La segunda imagen o escena es de un grupo de estudiantes que, en un colegio, reconstruye el cuerpo humano a partir de piezas de distinto origen, no necesariamente orgánico (pueden ser piedras, un broche de cabello, granos de maíz o un alacrán encerrado dentro de una botella). Es como el punto de llegada de una lección de anatomía que vemos en varios momentos de la película, impartida por profesores siempre bajo amenaza. La violencia es algo que pasa en los cuerpos, que nos hace cuerpos, contraídos a su condición más animal: el miedo.

En ese lugar entre unas impresionantes montañas mexicanas donde sucede Noche de fuego, todas y todos han crecido con la visión o el rumor del cuerpo desmembrado por una guerra salvaje. Un cuerpo –aquí vulgarizo complejas teorías que van desde la medicina china hasta la neurología de Oliver Sacks– aspira a la unidad, y cuando esta unidad se siente amenazada o se percibe rota, empieza una búsqueda por restituirla.
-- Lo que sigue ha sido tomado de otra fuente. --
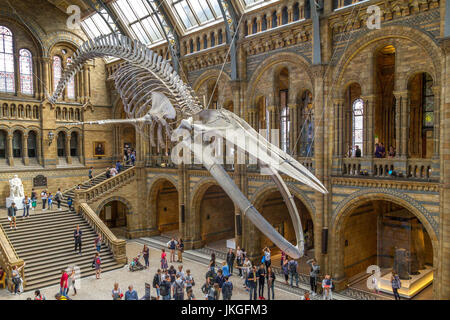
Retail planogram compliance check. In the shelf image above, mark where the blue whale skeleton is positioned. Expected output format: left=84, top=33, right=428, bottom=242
left=49, top=34, right=327, bottom=259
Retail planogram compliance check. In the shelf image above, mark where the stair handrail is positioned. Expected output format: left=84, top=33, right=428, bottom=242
left=62, top=171, right=106, bottom=194
left=78, top=202, right=127, bottom=264
left=0, top=224, right=25, bottom=291
left=75, top=166, right=136, bottom=201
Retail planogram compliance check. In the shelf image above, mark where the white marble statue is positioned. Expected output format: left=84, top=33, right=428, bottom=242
left=9, top=174, right=25, bottom=198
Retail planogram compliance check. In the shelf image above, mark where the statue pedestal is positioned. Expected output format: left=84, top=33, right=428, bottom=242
left=6, top=197, right=25, bottom=210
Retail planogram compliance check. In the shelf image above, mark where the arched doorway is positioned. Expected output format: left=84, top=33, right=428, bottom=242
left=200, top=185, right=235, bottom=248
left=255, top=188, right=314, bottom=274
left=99, top=200, right=128, bottom=234
left=333, top=197, right=436, bottom=299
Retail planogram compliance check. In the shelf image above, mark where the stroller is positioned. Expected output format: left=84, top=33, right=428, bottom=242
left=129, top=255, right=145, bottom=272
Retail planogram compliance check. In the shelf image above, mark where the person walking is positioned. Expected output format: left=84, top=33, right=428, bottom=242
left=73, top=225, right=83, bottom=256
left=55, top=188, right=64, bottom=211
left=222, top=277, right=233, bottom=300
left=152, top=269, right=162, bottom=300
left=59, top=269, right=69, bottom=297
left=266, top=267, right=276, bottom=300
left=247, top=266, right=258, bottom=300
left=391, top=271, right=402, bottom=300
left=257, top=263, right=266, bottom=300
left=22, top=196, right=31, bottom=219
left=41, top=190, right=47, bottom=211
left=125, top=284, right=139, bottom=300
left=306, top=259, right=320, bottom=296
left=94, top=234, right=103, bottom=253
left=177, top=238, right=184, bottom=263
left=112, top=282, right=123, bottom=300
left=93, top=252, right=102, bottom=279
left=8, top=202, right=17, bottom=229
left=226, top=248, right=236, bottom=275
left=142, top=244, right=150, bottom=269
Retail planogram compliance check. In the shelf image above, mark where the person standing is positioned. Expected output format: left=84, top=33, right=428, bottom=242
left=266, top=267, right=276, bottom=300
left=142, top=244, right=150, bottom=269
left=306, top=259, right=320, bottom=296
left=41, top=190, right=47, bottom=211
left=152, top=269, right=162, bottom=300
left=59, top=269, right=69, bottom=297
left=55, top=188, right=63, bottom=211
left=22, top=196, right=31, bottom=219
left=125, top=284, right=139, bottom=300
left=227, top=248, right=236, bottom=275
left=247, top=266, right=258, bottom=300
left=73, top=225, right=83, bottom=256
left=391, top=271, right=402, bottom=300
left=8, top=202, right=17, bottom=229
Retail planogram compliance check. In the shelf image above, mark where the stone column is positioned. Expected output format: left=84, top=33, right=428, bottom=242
left=22, top=134, right=30, bottom=166
left=6, top=132, right=14, bottom=167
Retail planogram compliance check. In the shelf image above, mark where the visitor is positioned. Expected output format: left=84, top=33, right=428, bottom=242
left=47, top=192, right=53, bottom=210
left=222, top=277, right=233, bottom=300
left=34, top=290, right=45, bottom=300
left=263, top=247, right=272, bottom=269
left=281, top=256, right=289, bottom=284
left=322, top=274, right=333, bottom=300
left=94, top=234, right=102, bottom=253
left=391, top=271, right=402, bottom=300
left=172, top=274, right=184, bottom=300
left=11, top=262, right=25, bottom=294
left=93, top=252, right=102, bottom=279
left=177, top=238, right=184, bottom=263
left=226, top=248, right=236, bottom=275
left=306, top=259, right=320, bottom=296
left=112, top=282, right=123, bottom=300
left=152, top=269, right=162, bottom=300
left=236, top=246, right=244, bottom=278
left=22, top=196, right=31, bottom=219
left=67, top=267, right=77, bottom=296
left=355, top=146, right=361, bottom=158
left=214, top=269, right=225, bottom=298
left=73, top=225, right=83, bottom=256
left=161, top=249, right=168, bottom=271
left=288, top=258, right=298, bottom=288
left=257, top=263, right=266, bottom=300
left=160, top=276, right=172, bottom=300
left=184, top=269, right=195, bottom=292
left=247, top=266, right=258, bottom=300
left=167, top=238, right=178, bottom=263
left=55, top=188, right=64, bottom=211
left=41, top=190, right=47, bottom=211
left=8, top=202, right=17, bottom=229
left=266, top=267, right=276, bottom=300
left=125, top=284, right=139, bottom=300
left=59, top=269, right=69, bottom=297
left=142, top=244, right=150, bottom=269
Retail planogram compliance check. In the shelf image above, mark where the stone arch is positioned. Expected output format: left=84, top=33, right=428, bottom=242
left=329, top=188, right=439, bottom=288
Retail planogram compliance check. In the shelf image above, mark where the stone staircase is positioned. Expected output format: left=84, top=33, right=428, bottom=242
left=0, top=209, right=123, bottom=291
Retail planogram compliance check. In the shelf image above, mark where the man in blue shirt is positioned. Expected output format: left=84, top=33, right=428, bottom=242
left=125, top=285, right=139, bottom=300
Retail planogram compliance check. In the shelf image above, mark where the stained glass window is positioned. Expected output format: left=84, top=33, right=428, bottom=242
left=67, top=58, right=75, bottom=99
left=53, top=56, right=62, bottom=90
left=0, top=26, right=15, bottom=92
left=19, top=49, right=33, bottom=94
left=352, top=99, right=364, bottom=155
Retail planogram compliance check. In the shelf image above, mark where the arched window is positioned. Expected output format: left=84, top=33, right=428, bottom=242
left=53, top=56, right=62, bottom=90
left=27, top=131, right=36, bottom=158
left=19, top=49, right=33, bottom=94
left=13, top=131, right=22, bottom=158
left=0, top=26, right=15, bottom=92
left=352, top=99, right=364, bottom=155
left=67, top=58, right=75, bottom=99
left=56, top=131, right=66, bottom=157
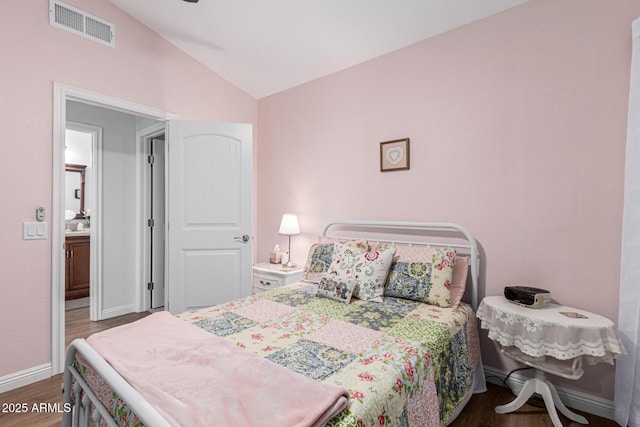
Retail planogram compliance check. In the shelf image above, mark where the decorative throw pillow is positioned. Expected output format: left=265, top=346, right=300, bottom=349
left=385, top=245, right=456, bottom=307
left=451, top=256, right=469, bottom=307
left=353, top=246, right=396, bottom=302
left=317, top=243, right=395, bottom=304
left=304, top=240, right=369, bottom=283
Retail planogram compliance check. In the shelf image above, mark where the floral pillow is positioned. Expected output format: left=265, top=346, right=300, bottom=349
left=317, top=243, right=395, bottom=304
left=353, top=246, right=396, bottom=302
left=385, top=246, right=456, bottom=307
left=303, top=240, right=369, bottom=283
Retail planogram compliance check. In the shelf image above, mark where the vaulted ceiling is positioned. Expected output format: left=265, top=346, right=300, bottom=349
left=109, top=0, right=527, bottom=99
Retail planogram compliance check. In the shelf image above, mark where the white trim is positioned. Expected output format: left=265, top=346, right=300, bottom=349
left=102, top=304, right=144, bottom=319
left=0, top=363, right=51, bottom=393
left=51, top=82, right=178, bottom=375
left=484, top=366, right=614, bottom=420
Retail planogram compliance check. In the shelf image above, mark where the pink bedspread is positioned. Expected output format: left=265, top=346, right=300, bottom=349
left=87, top=312, right=348, bottom=426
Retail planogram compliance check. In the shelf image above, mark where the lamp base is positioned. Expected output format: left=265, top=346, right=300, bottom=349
left=282, top=260, right=298, bottom=270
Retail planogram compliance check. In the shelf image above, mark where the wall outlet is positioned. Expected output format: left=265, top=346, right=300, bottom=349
left=22, top=222, right=47, bottom=240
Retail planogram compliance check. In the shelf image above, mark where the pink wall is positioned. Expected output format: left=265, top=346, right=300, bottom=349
left=258, top=0, right=640, bottom=399
left=0, top=0, right=257, bottom=377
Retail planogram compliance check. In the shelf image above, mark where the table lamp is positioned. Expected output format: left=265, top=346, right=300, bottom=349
left=278, top=213, right=300, bottom=268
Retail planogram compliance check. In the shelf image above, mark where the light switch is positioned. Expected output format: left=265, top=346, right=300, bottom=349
left=22, top=222, right=47, bottom=240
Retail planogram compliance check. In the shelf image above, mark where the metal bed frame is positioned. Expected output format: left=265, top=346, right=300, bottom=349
left=62, top=221, right=486, bottom=427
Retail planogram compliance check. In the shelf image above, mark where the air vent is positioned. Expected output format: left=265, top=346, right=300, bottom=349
left=49, top=0, right=116, bottom=47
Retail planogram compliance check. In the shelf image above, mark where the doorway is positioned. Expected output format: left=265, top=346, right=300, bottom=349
left=51, top=83, right=175, bottom=374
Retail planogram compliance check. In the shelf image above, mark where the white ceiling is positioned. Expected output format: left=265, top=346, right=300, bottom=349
left=109, top=0, right=527, bottom=99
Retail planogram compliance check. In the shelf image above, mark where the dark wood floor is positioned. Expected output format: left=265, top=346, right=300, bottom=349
left=0, top=308, right=618, bottom=427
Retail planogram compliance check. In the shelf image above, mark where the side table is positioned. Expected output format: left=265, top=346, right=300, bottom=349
left=476, top=296, right=626, bottom=427
left=253, top=262, right=303, bottom=294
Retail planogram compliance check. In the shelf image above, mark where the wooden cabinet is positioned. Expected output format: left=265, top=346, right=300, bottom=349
left=64, top=234, right=91, bottom=300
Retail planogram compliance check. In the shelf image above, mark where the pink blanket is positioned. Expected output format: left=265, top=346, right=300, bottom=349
left=87, top=312, right=348, bottom=426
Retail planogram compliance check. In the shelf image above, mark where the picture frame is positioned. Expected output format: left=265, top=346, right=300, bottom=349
left=380, top=138, right=410, bottom=172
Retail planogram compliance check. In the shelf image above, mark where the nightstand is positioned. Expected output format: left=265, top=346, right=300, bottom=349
left=476, top=296, right=626, bottom=427
left=253, top=262, right=303, bottom=294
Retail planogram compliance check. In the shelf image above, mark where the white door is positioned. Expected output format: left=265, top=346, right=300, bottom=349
left=165, top=120, right=253, bottom=314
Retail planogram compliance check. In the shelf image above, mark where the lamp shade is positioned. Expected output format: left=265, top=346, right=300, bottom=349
left=278, top=214, right=300, bottom=236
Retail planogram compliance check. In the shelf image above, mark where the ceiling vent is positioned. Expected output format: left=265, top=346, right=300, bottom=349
left=49, top=0, right=116, bottom=47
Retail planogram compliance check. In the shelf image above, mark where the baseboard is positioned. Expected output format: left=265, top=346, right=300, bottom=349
left=100, top=304, right=136, bottom=320
left=484, top=366, right=615, bottom=420
left=0, top=363, right=51, bottom=393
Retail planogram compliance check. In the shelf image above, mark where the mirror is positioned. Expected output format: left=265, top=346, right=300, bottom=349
left=64, top=163, right=89, bottom=219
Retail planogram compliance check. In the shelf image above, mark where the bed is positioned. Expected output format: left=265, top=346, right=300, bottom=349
left=63, top=221, right=486, bottom=427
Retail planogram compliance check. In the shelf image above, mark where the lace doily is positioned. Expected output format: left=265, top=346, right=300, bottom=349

A la visión del cuerpo violentado con la que esta comunidad ha crecido, las niñas y los niños, a instancias del maestro, ensamblan un cuerpo nuevo, imaginario, quizá no susceptible como el real a ser ultrajado.

La película de Tatiana Huezo elige encaminar su mirada y poner el acento en tres niñas. Representar la infancia bajo fuego –guerra, precariedad, desatención– es un tópico del cine social latinoamericano que ha producido desde piezas mayores del cine como Los olvidados de Luis Buñuel o Crónica de un niño solo de Leonardo Favio, hasta una profusión de relatos miserabilistas o alegóricos. Noche de fuego está en un lugar muy lejano de la simple denuncia sobre unos hechos más o menos reconocibles. Tampoco pretende que desviemos la mirada o la elevemos hasta encontrar algo así como una infancia esencial o incontaminada, y elevarla a fábula o fantasía.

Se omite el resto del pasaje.